6. One of Western Barbie’s key features, as previously mentioned, was the fact that she winked. Her winking eye was operated by pressing a button in the back of the doll. Sadly, the winking eye has also been the cause of these dolls not aging as well as other Barbies from that era: the rubber used for the eyelids tends to age differently for each eye, giving an uneven, or even drunken appearance to the poor girl. There’s also a distinct stitch in the back of her head, under the hair, which also helps in identifying this doll (um, if the eyelids weren’t enough).

The button (L) and the stitch (R)

7. Western Barbie came with a white, silver, and black cowgirl pantsuit, a white cowboy hat, white boots embossed with “Barbie”, “photographs” for Barbie to autograph and give to her fans, a “Barbie” stamper with pink ink, a comb, brush, handheld mirror, and perfume bottle.

(L) The glamour shots to autograph (Image: M St Claire, Flickriver) and (R) Western Barbie with her accessories. Inset (top) detail of boots, Inset (bottom) detail of stamper with print. (Images: Amos Media)

8. Of course you want to see the original box. The 80s Barbie boxes had beautiful illustrations. To a kids’ eyes, these illustrations held a million dreams.

“She gives you her autograph and a wink!” (Image: offerup.com)

9. You can still check out the original commercial on YouTube:

“Can I have your autograph?” “Sure, pard’ner!” “Oh, Dad!”

10. As of August 2020, prices for the outfit and boots range between 9.99 and up. The doll itself has prices from 9.99 (nude, poor condition, no accessories) to $103.95 for New In Box/Never Been Removed From Box.

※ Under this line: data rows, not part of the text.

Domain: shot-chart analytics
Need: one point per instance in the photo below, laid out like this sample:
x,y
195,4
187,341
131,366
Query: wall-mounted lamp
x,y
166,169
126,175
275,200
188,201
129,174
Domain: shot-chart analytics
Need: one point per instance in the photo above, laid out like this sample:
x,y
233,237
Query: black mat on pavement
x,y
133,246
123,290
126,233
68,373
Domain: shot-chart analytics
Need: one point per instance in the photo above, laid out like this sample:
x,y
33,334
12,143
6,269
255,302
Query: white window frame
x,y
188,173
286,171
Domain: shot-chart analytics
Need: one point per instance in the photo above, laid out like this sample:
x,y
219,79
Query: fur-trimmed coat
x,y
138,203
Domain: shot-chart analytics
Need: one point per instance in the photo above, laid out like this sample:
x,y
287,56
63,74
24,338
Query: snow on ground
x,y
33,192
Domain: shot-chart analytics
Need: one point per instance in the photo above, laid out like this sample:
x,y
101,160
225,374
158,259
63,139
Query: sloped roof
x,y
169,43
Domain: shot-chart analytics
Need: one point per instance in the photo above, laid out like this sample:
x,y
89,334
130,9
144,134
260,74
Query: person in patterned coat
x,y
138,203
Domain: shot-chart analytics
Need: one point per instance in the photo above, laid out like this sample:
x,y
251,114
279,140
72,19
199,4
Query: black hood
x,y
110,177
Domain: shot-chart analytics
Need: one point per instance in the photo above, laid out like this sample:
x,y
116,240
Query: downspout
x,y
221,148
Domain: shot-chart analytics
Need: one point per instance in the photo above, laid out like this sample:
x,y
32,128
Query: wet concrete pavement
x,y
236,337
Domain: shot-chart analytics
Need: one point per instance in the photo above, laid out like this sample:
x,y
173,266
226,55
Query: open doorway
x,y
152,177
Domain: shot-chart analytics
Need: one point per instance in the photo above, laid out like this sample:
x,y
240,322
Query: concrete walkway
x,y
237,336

11. Why Western Barbie in 1980? The 1970s saw the popularity of country music rise with crossover hits from Crystal Gayle, Eddie Rabbitt, Anne Murray, John Denver, Juice Newton, and Dolly Parton, among others. From the mid-70s to the early ‘80s, fashion in the U.S. had a lot of Western wear influences: prairie skirts, cowboy boots and belt buckles, the rise of the designer jean, plaid shirts with metallic threads and mother-of-pearl snaps and buttons. The television show Dallas premiered in 1978. 1980 saw a kind of high-water mark for these trends, not only in Western Barbie but in the popularity of the movie and song 9 to 5, the movie Urban Cowboy, and the musical variety TV show Barbara Mandrell and the Mandrell Sisters.